Она сегодня была – как приручённая.
Артём ни слова не говорил, только смотрел.
Он и подумать не мог, что влюблена она в него – с чего бы это? Но не огорчался: подумаешь, влюблена в кого-то, а поёт всё равно здесь, мне.
…И если бы только пела, люди добрые…
– Тут ведь, не смотри, что всё выгорело, – была церковь, ты понял? – сказала Галя.
Артём кивнул.
– Ты всё понимаешь, – согласилась Галя.
Свет здесь был неявный, пыльный, пахло горелым хламом, и Галя всматривалась в Артёма с таким видом, словно собиралась забрать его отсюда и отнести к себе домой.
На стенах ещё сохранились росписи: то одним, то другим глазом смотрел из разных углов Христос, бороды торчали клоками, розовая пяточка младенца отчётливо была видна.

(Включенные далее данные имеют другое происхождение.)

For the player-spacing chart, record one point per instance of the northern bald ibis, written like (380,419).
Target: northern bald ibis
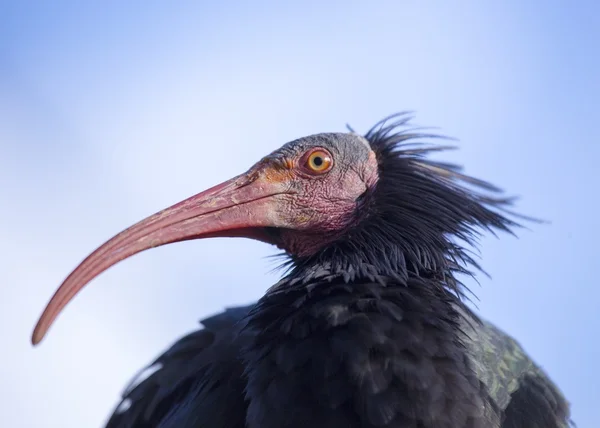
(369,326)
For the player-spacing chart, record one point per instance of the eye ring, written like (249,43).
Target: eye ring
(318,161)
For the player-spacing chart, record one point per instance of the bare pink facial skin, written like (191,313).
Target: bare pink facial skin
(281,200)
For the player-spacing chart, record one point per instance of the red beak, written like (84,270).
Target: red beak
(236,208)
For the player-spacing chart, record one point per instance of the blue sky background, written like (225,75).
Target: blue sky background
(110,111)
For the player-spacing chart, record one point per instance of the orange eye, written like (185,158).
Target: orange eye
(319,161)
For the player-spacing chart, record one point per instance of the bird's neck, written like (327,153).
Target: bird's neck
(357,354)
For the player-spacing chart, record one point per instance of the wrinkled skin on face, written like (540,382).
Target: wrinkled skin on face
(300,198)
(321,207)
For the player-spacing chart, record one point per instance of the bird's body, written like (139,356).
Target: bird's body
(367,329)
(173,397)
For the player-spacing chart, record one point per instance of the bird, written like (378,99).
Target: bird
(369,325)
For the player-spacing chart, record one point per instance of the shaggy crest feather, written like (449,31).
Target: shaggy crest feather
(423,227)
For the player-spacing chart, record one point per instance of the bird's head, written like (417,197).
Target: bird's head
(337,197)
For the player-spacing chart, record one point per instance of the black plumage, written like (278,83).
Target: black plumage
(370,330)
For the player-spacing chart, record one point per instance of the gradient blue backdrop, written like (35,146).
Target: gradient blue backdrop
(110,111)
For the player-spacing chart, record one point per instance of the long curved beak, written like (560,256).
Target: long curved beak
(239,207)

– Есть люди, у которых мысли – желания, а желания – мысли, – сказала Галя. – А у тебя ни желаний, ни мыслей. Твои мысли – твои поступки. Но и поступки твои все случайные. Тебя несёт ветром по дороге. Ты думаешь, он тебя вынесет – но если он тебя вынесет куда-нибудь не туда?

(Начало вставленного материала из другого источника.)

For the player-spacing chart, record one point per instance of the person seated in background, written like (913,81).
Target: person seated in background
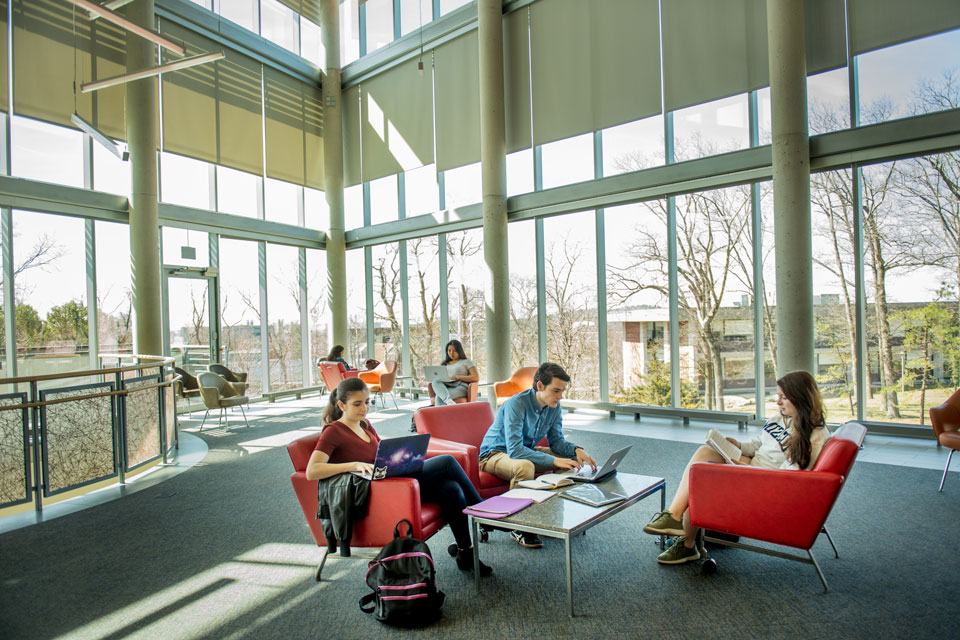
(348,442)
(462,371)
(509,450)
(792,440)
(336,355)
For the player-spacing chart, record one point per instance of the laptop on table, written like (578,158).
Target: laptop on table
(437,373)
(401,456)
(586,474)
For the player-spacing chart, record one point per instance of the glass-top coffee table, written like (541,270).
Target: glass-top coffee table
(561,518)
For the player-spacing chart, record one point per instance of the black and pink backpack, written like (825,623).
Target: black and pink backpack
(403,580)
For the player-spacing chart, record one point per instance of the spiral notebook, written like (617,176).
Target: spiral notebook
(498,507)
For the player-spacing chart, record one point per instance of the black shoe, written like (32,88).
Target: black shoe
(465,562)
(525,539)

Артём пожал плечами, чуть улыбаясь.
– Твоё понимание живёт отдельно от тебя, – сказала Галя. – Ты никаких усилий не делаешь и обычно не знаешь о том, что понимаешь. Но если тебя спросить – ты начнёшь отвечать, и вдруг окажется, что ты опять всё понимаешь.
Артём снова улыбнулся – ему было очень приятно всё, что она говорила; только он иногда прислушивался, не полезет ли кто-нибудь на чердак.
– Как же ты такой радостный сюда попал? – спросила Галя даже не его, а себя; поэтому Артём и не отвечал, хотя подумал: “…Сюда много кто попал…”. – Тебе бы место… у моря, чтоб ты нырял, а барышни пугались, не утонул ли.
“Вот я тут ныряю”, – хотел ответить Артём, но снова не стал.
– Только твоё понимание для твоей радости лишнее, поэтому ты не думаешь ни о чём, – заключила Галя, ещё раз всмотревшись в него. – Я всё никак не решу: объяснить тебе хоть что-нибудь или оставить тебя в твоём чудесном полузабытьи?
Артём, чуть закусив нижнюю губу, смотрел на неё. У Гали по шее стекла капля пота.